In another kindergarten class, students create tie dye-like papers from shaving cream and colored dye to eventually cut out butterflies. Those will be put out on the “insect wall” in the hallway to go with the books they’ve been reading, like “The Very Hungry Caterpillar” and “The Grouchy Ladybug.”
Fourth graders prepare for their end-of-the-summer parent night by creating a walk-through classroom experience decorated with scenes from “James and the Giant Peach,” complete with a theatrical performance with student-made costumes.
Their teacher, Tabitha Dowler, said she’s been pleasantly surprised at how eager the students are to read.
“I expected them to like [the book], but they don’t want to stop reading it. I had to make us stop today, and they were really upset,” Dowler said.
Dowler said this kind of project-based learning sparks a different kind of interest in her students.
“That is just a different type of learning than we do during most of the school year,” Dowler said. “I feel like this is more hands-on, discussion-based. And you can tell that they really understand the characters and the plot, and they just get really excited about reading the whole book all the way through to see what happens from beginning to end.”

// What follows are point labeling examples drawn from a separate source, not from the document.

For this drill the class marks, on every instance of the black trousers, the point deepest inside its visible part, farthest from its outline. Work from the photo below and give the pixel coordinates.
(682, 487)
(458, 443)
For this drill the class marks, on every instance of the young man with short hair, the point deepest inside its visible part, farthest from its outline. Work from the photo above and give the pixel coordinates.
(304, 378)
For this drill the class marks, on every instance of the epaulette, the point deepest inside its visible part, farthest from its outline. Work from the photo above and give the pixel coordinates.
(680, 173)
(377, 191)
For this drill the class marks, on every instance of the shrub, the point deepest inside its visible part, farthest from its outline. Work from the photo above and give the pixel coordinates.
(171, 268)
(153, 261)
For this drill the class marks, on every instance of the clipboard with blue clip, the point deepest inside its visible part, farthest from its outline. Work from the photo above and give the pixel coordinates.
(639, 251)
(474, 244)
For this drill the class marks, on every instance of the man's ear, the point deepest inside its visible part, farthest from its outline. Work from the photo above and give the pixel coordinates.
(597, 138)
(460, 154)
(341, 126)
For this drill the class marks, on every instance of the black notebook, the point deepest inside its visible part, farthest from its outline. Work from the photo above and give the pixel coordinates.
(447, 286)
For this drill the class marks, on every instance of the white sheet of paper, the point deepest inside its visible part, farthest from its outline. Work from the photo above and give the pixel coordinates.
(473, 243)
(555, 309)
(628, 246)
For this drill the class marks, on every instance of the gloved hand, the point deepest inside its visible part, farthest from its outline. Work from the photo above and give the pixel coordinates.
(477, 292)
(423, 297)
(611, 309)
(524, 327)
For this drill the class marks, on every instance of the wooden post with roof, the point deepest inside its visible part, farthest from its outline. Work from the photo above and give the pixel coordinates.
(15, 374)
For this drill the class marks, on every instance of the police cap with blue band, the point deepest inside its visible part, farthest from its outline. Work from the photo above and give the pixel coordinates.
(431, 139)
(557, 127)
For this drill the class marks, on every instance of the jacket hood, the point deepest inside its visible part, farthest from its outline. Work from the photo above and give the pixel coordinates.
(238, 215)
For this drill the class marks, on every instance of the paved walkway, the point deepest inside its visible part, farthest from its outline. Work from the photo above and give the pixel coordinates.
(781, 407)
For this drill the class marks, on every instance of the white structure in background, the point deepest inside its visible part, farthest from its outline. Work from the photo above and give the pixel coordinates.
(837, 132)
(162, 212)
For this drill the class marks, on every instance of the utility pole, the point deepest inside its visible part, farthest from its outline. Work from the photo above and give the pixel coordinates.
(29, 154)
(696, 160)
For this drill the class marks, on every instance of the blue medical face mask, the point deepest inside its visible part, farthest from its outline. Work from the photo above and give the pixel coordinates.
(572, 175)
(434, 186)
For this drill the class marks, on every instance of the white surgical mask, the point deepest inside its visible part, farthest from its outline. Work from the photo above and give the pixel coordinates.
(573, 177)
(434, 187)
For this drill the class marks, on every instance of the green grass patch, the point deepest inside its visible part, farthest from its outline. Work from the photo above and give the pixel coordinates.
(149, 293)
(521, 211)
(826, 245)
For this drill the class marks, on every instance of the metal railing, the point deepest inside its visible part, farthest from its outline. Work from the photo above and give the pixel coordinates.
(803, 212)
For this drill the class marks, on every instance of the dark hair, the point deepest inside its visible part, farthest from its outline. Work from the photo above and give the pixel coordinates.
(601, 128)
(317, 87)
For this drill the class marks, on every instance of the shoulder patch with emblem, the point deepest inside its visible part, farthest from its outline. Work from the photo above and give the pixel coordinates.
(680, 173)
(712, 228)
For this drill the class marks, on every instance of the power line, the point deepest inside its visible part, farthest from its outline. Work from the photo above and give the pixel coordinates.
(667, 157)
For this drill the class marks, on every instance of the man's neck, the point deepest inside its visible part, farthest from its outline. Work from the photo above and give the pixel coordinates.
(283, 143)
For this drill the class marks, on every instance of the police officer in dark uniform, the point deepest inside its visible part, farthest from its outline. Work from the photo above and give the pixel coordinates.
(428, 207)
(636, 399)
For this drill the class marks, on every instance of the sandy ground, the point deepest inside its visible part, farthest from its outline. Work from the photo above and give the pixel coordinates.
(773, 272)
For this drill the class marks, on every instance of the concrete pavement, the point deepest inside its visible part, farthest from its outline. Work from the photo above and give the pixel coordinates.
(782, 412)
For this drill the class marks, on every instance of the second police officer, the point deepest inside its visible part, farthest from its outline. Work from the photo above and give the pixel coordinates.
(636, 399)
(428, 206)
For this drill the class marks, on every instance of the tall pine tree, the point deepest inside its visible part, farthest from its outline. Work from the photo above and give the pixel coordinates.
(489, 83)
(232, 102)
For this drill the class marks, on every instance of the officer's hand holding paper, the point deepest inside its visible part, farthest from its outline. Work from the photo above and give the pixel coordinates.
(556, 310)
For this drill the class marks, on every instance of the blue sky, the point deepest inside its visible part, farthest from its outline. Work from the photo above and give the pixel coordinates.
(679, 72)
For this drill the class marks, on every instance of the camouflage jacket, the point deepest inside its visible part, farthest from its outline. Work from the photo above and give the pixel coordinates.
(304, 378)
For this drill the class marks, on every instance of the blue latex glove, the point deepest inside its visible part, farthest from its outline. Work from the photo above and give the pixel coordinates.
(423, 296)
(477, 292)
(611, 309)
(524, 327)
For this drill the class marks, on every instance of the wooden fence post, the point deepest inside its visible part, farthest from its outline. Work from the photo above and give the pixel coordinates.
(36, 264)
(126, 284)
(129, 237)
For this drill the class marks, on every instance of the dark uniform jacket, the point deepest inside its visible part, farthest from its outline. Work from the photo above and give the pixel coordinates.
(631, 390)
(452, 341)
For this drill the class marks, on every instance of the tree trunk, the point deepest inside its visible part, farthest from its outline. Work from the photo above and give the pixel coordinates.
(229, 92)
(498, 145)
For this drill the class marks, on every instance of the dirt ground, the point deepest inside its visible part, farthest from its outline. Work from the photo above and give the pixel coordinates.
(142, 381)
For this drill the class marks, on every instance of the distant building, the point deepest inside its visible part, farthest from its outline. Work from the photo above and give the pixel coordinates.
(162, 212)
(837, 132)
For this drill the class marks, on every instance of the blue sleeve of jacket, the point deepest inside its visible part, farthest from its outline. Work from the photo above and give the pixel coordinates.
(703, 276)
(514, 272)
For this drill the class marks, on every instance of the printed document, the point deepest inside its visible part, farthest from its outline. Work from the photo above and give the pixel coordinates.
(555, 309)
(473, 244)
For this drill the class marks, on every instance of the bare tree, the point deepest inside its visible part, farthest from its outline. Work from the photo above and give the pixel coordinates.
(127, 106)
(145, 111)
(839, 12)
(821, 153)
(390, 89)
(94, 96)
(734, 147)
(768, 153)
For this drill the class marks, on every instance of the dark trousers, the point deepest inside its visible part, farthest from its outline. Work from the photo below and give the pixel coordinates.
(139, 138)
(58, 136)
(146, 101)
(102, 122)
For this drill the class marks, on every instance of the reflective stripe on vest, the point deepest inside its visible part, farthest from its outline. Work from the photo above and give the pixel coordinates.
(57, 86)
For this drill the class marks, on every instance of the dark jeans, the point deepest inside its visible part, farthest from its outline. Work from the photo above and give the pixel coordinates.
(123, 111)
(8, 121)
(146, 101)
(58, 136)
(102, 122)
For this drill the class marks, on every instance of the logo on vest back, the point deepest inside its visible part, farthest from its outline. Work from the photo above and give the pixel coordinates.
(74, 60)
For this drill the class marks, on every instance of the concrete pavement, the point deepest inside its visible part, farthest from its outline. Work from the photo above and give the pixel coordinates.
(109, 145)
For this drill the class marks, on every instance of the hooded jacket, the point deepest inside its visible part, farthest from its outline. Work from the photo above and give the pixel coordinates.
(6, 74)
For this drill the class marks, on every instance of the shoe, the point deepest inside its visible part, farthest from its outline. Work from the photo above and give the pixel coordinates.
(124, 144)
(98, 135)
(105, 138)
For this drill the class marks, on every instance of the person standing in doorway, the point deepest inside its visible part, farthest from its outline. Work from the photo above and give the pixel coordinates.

Hopper said the district is redefining how students think about summer school, and he hopes it will effectively prepare them for the school year ahead.
“Typically when you think ‘summer school,’ there could be — some might pin it with a negative tone. And that’s not what it is,” Hopper said. “This is where you get that exciting curriculum, and you get to do the projects and the trips and the community partners that we have come visit. I just want to expose the learning as much as I can, because this is effective.”